UOA10-10: Development and implementation of mathematical algorithms enhance performance of software libraries on GPUs

Submitting Institution

University of Oxford

Unit of Assessment

Mathematical Sciences

Summary Impact Type

Economic

Research Subject Area(s)

Information and Computing Sciences: Artificial Intelligence and Image Processing, Computation Theory and Mathematics, Information Systems


Download original

PDF

Summary of the impact

Many of the top supercomputers use Graphical Processing Units (GPUs) to accelerate scientific computing applications with less energy consumption and lower overall cost. GPUs achieve this by having comparatively large numbers of simple processing elements when compared against CPUs, which have fewer, more sophisticated, elements. However, to take full advantage of GPUs requires quite different algorithms and implementation techniques for mathematical software libraries. Researchers at the University of Oxford have developed a number of such algorithms and implementation techniques over the period 2008-2013, which have been incorporated into software libraries distributed by NAG, NVIDIA and the Apache Foundation and have enhanced the performance up to 150x compared with single thread CPU calculations and 20x relative to multithreaded CPU calculations. These libraries are used by large numbers of application developers worldwide.

Underpinning research

In 2007, Professor Mike Giles began research on the use of GPUs for Monte Carlo simulations. This exploited the new capability to use NVIDIA graphics cards for high performance computing (HPC) applications through writing programs using CUDA, NVIDIA's proprietary extension to the computer language C. The performance benefits proved to be substantial, with many of the newly developed algorithms exhibiting a speed-up of over 150x compared with single thread CPU execution [2].

Figure 1: Graph showing the number of theoretical Floating-Point Operations per Second for CPUs
and GPUs, clearly showing the enhanced computing power achievable using GPUs (figure taken
from NVIDIA’s CUDA website).
Figure 1: Graph showing the number of theoretical Floating-Point Operations per Second for CPUs and GPUs, clearly showing the enhanced computing power achievable using GPUs (figure taken from NVIDIA’s CUDA website).

This led to a collaboration with Professor Chris Holmes at the University of Oxford's Statistics Department and Professor Arnaud Doucet (who was then at University of British Columbia but moved to the University of Oxford in 2012), in which they demonstrated the performance that could be achieved for more challenging statistical applications such as particle filters; the primary challenge is the re-weighting of the particles which is not easily parallelised [1].

Part of Giles' research programme involved the massively parallel implementation of random number generators, including both L'Ecuyer's mrg32k3a pseudo-random generator, and Sobol's quasi-random generator. This work is documented in [2] which has co-authors from both NAG and NVIDIA; both companies have adopted these generators in their respective random number libraries (see below).

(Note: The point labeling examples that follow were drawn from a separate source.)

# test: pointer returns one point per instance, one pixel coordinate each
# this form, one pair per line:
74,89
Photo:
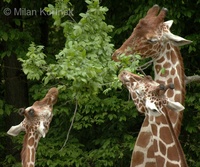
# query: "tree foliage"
77,60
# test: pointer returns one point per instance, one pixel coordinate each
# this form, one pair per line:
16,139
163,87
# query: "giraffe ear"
176,40
169,23
15,130
175,106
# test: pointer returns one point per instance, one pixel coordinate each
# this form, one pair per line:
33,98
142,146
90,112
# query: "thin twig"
146,65
70,125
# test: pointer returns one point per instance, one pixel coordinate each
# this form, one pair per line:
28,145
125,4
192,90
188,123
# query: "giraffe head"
148,94
38,116
36,123
150,36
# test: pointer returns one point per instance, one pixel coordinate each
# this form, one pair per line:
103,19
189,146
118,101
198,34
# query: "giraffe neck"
30,144
167,148
168,68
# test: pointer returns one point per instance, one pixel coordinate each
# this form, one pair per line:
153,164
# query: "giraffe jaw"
15,130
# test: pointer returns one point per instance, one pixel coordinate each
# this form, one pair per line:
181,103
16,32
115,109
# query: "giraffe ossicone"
36,125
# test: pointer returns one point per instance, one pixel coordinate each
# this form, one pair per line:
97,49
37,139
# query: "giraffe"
36,125
152,38
150,99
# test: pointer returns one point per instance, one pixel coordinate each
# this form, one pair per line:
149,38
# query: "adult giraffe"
152,38
36,125
150,95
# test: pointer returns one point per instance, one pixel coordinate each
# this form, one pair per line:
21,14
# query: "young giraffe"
152,38
149,95
36,125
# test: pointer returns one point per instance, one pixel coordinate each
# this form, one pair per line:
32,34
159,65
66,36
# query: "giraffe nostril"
21,111
31,112
171,86
162,87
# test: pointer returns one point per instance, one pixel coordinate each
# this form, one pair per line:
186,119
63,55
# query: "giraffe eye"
154,110
152,40
31,112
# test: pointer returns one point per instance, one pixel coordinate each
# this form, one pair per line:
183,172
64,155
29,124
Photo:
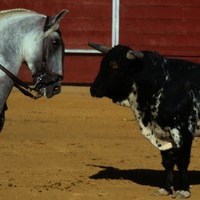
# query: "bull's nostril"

One standard method of converting uniform random numbers into Normal random numbers is through inverting the Normal cumulative distribution function. This is a simple affine transformation of the inverse error function which is a standard function of many mathematical libraries, but the standard way in which it is approximated performs very poorly on GPUs because of their vector computing nature. This led to Giles developing a new approximation which is detailed in [3].

Another key component in many engineering and scientific applications is sparse matrix-vector multiplication. It is easy to implement this efficiently on CPUs, but much harder on GPUs due to the very limited amount of level 1 cache (memory) available to the large number of compute threads. Giles addressed this in a novel way by using multiple compute threads to cooperate to compute each one of the output elements, resulting in a factor 2x speedup compared with NVIDIA's existing CUSPARSE implementation [4].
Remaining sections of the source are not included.